等質物語世界の語り手「僕」と、異質物語世界の「鼠」を焦点化する語り

 この作品は「僕」の章と「鼠」の章から成り、それぞれ等質物語世界の「僕」、異質物語世界の語り手を、語りの主体としています。

 このような非線形の語りは春樹の十八番で、『海辺のカフカ』でも同様の構造の語りが展開されます。

二つの死。『ノルウェイの森』

 『ノルウェイの森』でも描かれる直子の自殺を受けてトラウマに苛まれ、かつて遊んだピンボールを求める「僕」と、『羊をめぐる冒険』で自殺を選んだ「鼠」という二人の物語が展開されています。

 鼠のパートでは、『羊をめぐる冒険』へとつながる彼の孤独が描かれます。

 僕のトラウマになっている直子はスペースシップというピンボール台を象徴にして描かれ、僕はスペースシップを求めてそれをとある倉庫で見つけ、直子の声と対峙します。「僕」が過去に夢中になって遊んでいたピンボールマシンが「スペースシップ」で、これは実在しない台です。

三部作の第二作

 この作品は『風の歌を聴け』『羊をめぐる冒険』という三部作の第二作目ですが、どちらかというと一作目に近く、プロットもそれほど因果的連なりの起伏に富むわけではありません。

 端正な線で描かれる日常描写に滋味が宿ります。過去のテクストの引用やメタファーの手腕も冴え渡ります。

ピンボールという象徴

 大江健三郎『万延元年のフットボール』にあやかったタイトルですが、ピンボールという装置が何のメタファーであるのかは、作中で明示されません。ただ直子との関係が仄めかされています

 私にはピンボールという装置は、村上が好み作中でも頻繁に引用を捧げるフランツ=カフカ『流刑地にて』の「装置」を連想させます。この作品のあらすじを書いていきます。

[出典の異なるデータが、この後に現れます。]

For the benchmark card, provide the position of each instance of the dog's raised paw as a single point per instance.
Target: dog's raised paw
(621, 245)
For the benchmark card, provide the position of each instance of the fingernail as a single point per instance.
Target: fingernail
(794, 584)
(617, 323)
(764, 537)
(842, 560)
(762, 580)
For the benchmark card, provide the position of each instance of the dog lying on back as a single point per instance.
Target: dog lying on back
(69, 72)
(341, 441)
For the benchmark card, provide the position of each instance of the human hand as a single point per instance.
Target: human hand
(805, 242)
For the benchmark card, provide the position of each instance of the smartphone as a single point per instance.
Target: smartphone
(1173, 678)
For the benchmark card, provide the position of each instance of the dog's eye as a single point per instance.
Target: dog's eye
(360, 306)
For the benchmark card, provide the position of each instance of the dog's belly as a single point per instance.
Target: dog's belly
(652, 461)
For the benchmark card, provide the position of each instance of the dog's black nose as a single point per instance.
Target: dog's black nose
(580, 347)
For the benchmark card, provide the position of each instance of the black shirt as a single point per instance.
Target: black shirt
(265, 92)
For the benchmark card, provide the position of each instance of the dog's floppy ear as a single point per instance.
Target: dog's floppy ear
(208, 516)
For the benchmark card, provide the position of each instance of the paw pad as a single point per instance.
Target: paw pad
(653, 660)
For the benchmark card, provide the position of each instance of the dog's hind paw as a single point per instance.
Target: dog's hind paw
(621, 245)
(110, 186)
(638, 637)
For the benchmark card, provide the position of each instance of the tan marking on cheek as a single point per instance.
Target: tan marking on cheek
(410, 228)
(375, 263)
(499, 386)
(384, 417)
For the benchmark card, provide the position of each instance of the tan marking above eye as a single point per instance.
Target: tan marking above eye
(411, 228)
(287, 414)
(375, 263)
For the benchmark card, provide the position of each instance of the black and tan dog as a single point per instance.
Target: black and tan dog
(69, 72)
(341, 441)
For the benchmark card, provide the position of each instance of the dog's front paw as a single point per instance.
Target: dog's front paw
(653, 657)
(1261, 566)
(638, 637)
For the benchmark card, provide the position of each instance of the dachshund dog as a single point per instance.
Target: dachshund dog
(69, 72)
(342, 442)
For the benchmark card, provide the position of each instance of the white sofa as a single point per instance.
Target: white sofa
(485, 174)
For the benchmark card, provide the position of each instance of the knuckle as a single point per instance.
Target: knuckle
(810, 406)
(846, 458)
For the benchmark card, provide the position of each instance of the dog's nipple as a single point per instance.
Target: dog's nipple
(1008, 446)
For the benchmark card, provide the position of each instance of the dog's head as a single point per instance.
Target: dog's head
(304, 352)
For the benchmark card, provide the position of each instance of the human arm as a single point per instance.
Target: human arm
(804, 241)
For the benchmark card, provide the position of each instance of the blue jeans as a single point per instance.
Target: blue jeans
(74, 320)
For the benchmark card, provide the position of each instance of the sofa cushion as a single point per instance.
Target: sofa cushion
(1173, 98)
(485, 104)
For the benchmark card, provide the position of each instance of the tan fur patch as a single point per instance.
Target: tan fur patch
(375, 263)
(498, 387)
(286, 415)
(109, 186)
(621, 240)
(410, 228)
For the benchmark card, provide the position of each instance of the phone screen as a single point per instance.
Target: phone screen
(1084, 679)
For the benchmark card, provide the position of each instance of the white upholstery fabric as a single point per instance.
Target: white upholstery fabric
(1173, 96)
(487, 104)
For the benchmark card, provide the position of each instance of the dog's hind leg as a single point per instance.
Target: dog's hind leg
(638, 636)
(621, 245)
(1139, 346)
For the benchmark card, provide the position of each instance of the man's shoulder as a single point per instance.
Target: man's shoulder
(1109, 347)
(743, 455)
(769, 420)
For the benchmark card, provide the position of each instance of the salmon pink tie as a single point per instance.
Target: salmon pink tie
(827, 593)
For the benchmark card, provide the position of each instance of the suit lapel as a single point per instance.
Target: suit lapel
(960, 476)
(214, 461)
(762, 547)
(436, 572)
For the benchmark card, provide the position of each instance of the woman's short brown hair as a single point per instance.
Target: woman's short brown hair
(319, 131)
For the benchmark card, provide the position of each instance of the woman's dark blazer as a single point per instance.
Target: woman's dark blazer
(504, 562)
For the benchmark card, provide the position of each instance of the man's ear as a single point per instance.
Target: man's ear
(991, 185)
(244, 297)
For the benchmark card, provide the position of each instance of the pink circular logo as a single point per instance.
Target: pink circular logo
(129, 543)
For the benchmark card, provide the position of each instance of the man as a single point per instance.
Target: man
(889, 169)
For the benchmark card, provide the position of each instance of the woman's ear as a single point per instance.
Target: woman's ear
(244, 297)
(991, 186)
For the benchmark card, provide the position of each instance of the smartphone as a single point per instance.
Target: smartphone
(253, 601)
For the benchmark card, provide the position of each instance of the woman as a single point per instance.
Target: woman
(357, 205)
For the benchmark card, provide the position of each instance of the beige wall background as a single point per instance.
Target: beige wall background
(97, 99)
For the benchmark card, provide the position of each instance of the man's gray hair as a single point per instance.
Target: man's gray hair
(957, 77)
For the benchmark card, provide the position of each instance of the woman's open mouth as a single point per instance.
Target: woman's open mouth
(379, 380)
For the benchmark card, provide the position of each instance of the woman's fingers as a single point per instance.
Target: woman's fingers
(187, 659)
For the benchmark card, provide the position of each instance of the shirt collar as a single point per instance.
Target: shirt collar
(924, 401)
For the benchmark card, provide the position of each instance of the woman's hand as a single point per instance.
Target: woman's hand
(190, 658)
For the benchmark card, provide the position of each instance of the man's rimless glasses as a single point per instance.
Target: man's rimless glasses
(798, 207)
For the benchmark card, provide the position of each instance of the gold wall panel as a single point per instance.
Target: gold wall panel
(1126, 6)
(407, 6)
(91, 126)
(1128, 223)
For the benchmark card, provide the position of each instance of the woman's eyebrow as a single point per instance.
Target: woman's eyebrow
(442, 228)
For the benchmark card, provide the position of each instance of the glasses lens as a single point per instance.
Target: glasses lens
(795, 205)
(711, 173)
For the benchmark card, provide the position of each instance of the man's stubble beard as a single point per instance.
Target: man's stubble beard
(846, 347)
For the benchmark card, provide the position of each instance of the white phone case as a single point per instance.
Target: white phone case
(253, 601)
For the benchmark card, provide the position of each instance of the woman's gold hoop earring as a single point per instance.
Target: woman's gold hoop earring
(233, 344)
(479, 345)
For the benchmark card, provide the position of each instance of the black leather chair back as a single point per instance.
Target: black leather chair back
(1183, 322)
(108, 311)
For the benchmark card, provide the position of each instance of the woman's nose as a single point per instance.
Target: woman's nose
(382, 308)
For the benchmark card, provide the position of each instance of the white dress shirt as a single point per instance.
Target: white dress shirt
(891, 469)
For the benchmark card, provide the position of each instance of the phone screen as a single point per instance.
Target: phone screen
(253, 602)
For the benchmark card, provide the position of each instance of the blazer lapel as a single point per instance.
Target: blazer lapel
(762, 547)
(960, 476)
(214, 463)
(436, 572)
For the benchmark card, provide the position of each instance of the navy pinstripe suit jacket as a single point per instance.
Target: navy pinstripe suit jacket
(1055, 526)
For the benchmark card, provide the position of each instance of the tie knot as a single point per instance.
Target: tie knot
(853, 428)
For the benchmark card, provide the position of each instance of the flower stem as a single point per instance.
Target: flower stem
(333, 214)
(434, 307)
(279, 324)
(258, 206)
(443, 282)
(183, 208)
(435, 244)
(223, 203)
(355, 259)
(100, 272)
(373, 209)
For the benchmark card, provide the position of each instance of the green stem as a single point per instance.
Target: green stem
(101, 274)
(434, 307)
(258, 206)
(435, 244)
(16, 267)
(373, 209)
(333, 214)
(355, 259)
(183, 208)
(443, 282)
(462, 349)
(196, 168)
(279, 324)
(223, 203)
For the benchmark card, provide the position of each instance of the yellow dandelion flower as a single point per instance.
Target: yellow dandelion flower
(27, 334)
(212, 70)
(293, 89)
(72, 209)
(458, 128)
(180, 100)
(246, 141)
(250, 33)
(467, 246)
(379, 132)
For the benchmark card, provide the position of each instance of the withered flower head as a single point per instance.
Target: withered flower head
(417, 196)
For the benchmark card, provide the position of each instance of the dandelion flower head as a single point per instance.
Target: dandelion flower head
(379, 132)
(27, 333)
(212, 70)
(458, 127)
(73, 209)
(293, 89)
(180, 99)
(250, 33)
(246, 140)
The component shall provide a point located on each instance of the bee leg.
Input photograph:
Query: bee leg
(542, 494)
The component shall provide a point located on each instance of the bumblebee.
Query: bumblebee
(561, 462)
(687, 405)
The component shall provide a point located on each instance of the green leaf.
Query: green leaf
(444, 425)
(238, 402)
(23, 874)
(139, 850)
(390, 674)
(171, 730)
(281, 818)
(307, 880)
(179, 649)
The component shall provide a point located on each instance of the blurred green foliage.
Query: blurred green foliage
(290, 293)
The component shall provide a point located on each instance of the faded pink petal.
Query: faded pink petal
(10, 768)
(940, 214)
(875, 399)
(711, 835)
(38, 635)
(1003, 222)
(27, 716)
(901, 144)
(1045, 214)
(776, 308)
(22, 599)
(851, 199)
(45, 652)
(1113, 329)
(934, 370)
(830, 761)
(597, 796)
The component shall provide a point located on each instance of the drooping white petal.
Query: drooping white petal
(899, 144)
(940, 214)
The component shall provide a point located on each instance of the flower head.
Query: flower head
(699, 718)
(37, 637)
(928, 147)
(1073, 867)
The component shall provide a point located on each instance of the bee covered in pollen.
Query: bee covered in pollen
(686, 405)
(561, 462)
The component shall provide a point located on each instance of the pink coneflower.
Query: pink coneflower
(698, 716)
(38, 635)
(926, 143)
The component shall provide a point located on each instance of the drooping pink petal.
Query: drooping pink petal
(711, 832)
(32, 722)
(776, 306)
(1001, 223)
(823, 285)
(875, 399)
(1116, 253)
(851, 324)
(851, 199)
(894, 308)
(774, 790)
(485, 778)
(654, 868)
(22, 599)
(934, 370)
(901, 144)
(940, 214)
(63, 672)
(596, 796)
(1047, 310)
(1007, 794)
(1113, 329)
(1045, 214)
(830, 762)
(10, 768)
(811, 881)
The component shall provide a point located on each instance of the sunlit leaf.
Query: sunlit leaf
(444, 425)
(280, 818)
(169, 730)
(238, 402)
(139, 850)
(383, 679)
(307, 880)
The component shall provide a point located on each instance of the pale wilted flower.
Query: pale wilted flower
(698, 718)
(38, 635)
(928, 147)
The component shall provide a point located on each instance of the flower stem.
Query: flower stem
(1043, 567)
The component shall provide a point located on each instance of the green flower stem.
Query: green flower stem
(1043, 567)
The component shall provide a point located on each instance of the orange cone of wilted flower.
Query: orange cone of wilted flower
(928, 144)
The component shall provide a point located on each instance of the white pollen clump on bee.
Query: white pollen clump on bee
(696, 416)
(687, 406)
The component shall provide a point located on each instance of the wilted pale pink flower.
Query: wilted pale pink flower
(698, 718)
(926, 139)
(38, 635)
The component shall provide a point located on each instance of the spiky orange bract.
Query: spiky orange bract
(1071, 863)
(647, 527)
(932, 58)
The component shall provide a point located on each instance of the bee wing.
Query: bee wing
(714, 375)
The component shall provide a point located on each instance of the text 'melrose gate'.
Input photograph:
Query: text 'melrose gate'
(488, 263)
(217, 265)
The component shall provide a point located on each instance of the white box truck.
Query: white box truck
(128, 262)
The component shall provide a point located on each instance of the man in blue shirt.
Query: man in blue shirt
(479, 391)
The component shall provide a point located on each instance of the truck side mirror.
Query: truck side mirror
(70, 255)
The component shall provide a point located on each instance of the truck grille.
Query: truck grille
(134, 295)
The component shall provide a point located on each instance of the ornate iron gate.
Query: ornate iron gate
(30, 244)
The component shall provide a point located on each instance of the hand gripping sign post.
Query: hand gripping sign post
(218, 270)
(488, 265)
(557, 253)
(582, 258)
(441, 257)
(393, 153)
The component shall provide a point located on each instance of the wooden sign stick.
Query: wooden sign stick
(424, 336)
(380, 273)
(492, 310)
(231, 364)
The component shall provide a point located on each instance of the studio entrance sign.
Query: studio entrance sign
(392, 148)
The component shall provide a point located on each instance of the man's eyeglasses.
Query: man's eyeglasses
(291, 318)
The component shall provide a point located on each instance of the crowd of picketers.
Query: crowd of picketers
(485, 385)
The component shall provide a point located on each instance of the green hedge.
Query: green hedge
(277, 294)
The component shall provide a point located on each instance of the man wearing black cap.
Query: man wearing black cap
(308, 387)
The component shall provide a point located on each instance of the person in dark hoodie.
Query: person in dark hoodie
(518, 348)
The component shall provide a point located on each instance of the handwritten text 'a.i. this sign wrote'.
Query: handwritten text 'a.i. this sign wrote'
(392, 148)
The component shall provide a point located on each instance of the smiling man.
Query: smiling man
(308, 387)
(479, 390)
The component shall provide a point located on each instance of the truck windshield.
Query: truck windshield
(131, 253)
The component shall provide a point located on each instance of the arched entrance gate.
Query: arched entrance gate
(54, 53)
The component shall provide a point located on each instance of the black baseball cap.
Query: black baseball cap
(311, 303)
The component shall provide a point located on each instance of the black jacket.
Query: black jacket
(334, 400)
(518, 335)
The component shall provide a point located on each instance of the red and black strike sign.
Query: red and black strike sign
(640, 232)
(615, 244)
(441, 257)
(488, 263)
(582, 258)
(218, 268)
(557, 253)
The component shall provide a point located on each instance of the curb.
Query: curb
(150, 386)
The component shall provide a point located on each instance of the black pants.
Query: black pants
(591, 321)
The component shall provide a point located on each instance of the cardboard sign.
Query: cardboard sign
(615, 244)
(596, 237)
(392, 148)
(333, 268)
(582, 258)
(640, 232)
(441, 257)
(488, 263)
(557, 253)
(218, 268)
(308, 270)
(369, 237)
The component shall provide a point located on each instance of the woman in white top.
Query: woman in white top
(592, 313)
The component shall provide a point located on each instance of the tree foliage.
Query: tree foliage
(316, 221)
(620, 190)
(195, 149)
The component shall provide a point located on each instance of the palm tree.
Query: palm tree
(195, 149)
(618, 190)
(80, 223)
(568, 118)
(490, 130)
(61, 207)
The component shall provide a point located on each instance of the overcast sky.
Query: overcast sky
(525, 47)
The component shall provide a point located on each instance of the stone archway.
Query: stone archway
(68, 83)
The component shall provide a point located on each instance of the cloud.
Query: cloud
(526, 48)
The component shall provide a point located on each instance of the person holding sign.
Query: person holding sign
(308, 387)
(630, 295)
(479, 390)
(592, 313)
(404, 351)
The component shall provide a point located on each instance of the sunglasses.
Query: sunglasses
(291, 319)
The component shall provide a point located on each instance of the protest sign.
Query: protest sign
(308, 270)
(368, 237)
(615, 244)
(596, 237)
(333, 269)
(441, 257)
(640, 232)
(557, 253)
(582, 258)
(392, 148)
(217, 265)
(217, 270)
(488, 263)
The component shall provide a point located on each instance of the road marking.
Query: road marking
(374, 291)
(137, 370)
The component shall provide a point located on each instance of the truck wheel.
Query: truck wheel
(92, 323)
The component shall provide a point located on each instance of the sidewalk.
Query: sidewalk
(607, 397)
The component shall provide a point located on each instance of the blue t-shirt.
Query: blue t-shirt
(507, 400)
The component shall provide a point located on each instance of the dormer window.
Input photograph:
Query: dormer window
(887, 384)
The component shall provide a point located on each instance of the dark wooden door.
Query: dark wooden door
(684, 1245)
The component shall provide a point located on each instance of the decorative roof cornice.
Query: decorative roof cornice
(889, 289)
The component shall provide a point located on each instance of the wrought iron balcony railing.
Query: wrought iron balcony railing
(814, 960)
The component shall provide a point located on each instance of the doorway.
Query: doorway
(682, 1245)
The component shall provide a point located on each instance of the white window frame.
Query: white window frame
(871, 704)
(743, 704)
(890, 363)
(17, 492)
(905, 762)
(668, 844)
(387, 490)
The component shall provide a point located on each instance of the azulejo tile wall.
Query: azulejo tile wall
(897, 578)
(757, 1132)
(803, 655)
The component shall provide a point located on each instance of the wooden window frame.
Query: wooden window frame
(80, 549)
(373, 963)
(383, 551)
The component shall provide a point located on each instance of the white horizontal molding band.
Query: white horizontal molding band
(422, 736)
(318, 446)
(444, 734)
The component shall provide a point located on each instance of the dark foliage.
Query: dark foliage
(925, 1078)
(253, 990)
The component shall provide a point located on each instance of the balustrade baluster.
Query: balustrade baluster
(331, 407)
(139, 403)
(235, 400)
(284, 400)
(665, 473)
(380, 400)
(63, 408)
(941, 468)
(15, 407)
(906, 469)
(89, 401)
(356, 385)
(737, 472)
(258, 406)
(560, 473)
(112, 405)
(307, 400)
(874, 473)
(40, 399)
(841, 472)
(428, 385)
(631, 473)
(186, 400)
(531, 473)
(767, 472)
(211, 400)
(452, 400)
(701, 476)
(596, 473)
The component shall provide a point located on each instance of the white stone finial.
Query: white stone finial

 学術調査の旅行家が流刑地での処刑の立会いに招かれます。この地では処刑のために特別な拷問機械を用意していて、旅行家は将校からその機械の説明を聞きます。使用するには、まずベッドと呼ばれる部分に囚人を腹ばいに固定します。そして上部の製図屋の中で組み合わされた歯車で、製図屋の下に付けられた馬鍬と呼ばれる鋼鉄製の針が動き、囚人の体にその罪に沿った判決文を刻みます。処刑には12時間もの時間がかかります。

 この機械は前任の司令官により作られたもので、将校には思い入れがあります。現在、この機械による処刑は批判にさらされ、存続の危機にあります。将校はこの機械の存続のために協力するよう旅行家に頼みます。しかし旅行家は、それを断ります。すると将校は縛られていた囚人を放免。そして製図屋の中身を入れ替え、裸になって機械に横たわり機械を作動させます。しかし機械は鈍い音を立てて壊れ始め、将校を串刺しにして殺します。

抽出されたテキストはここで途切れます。